Пионерка благодарно кивнула, смущённо улыбаясь.
– Прости. Просто вместе я сейчас смогу, а одна я – не смогу или смогу, но совсем не я.
Девушки кивнули друг другу, и тут же Моника чуть сильнее отрыла застывшие глаза, не смотря ни на Мику, ни на Семёна, ни на рояль.
Даже родившееся стихотворение японка зачитывала каким-то замогильным голосом.
Всё разбито,
Осколки впиваются в нежную кожу.
Как две капли –
Различны, но всё же безумно похожи.
Мы в ловушке,
И выход для нас с каждым мигом всё дальше.
Здесь не душно:
Нашли всё, что раньше снаружи искали.
Мы как птицы,
А крыльев лишь два, но есть радость полёта.
Дверь темницы
Закрыть б за последним. Внутри будет наша свобода.
И тут же, выпустив строчки на свободу, потеряла равновесие, спина будто надломилось, и Мику пришлось удержать подругу от падения.

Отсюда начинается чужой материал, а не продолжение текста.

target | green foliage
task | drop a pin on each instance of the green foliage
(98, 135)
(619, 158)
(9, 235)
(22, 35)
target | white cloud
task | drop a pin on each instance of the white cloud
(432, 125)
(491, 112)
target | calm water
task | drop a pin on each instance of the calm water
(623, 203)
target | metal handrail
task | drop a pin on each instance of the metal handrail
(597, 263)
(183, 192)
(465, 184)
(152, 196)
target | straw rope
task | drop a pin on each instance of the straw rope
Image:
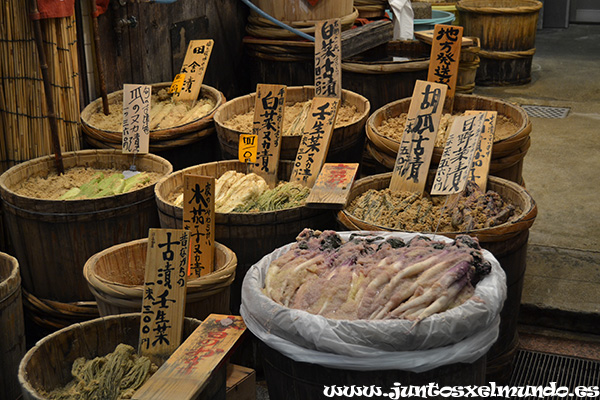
(24, 124)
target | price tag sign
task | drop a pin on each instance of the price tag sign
(199, 219)
(418, 139)
(269, 107)
(247, 148)
(328, 58)
(483, 155)
(455, 165)
(165, 285)
(136, 118)
(194, 68)
(445, 55)
(314, 144)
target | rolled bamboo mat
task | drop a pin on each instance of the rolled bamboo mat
(24, 125)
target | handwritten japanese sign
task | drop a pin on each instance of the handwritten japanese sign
(269, 107)
(328, 58)
(333, 185)
(315, 140)
(136, 118)
(457, 158)
(199, 219)
(247, 148)
(418, 139)
(483, 155)
(164, 293)
(187, 372)
(445, 55)
(194, 68)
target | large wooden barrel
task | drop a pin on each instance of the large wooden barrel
(47, 365)
(506, 29)
(182, 145)
(116, 278)
(249, 235)
(53, 239)
(507, 154)
(346, 140)
(12, 333)
(507, 242)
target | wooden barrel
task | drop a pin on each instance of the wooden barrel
(507, 30)
(294, 380)
(12, 332)
(249, 235)
(47, 365)
(507, 154)
(346, 141)
(507, 242)
(116, 278)
(182, 145)
(53, 239)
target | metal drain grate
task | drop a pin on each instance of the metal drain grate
(545, 111)
(539, 369)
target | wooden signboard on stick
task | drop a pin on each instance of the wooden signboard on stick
(269, 108)
(483, 156)
(418, 139)
(328, 58)
(136, 118)
(187, 372)
(194, 68)
(314, 144)
(455, 165)
(199, 219)
(332, 188)
(165, 285)
(445, 55)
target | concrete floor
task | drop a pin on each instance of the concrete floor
(562, 279)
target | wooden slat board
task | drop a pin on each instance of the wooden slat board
(418, 139)
(445, 55)
(136, 118)
(483, 156)
(199, 219)
(269, 108)
(332, 188)
(187, 372)
(194, 68)
(315, 140)
(328, 58)
(165, 285)
(455, 165)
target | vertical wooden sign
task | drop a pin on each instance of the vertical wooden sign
(194, 68)
(418, 139)
(457, 158)
(269, 107)
(314, 144)
(328, 58)
(163, 303)
(136, 118)
(483, 156)
(199, 219)
(445, 55)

– Думаю, Моника, нам лучше тут прилечь и подождать, пока Сенечка со всем справится, потому что, я уверена, он больше может, чем думает. Не в смысле, что он мало думает, ведь думает он много, просто не всегда по делу и то, что нужно, по делу, даже если думает по делу. Но он справится. А мы пока справимся с тем, чтобы поддерживать друг друга и просто ждать. Согласна?
Японка устало кивнула и легла на маты.
– Принеси победу, так что никаких «на щите».* Понял, дорогой? – спросила наконец Моника, устроившись поудобнее.
– И покушать! – добавила Мику.
Вожатый театрально поклонился.
– Будет исполнено, сударыни!
– Исчезни, но не пропадай, как старый кефир, – напутствовала Мику.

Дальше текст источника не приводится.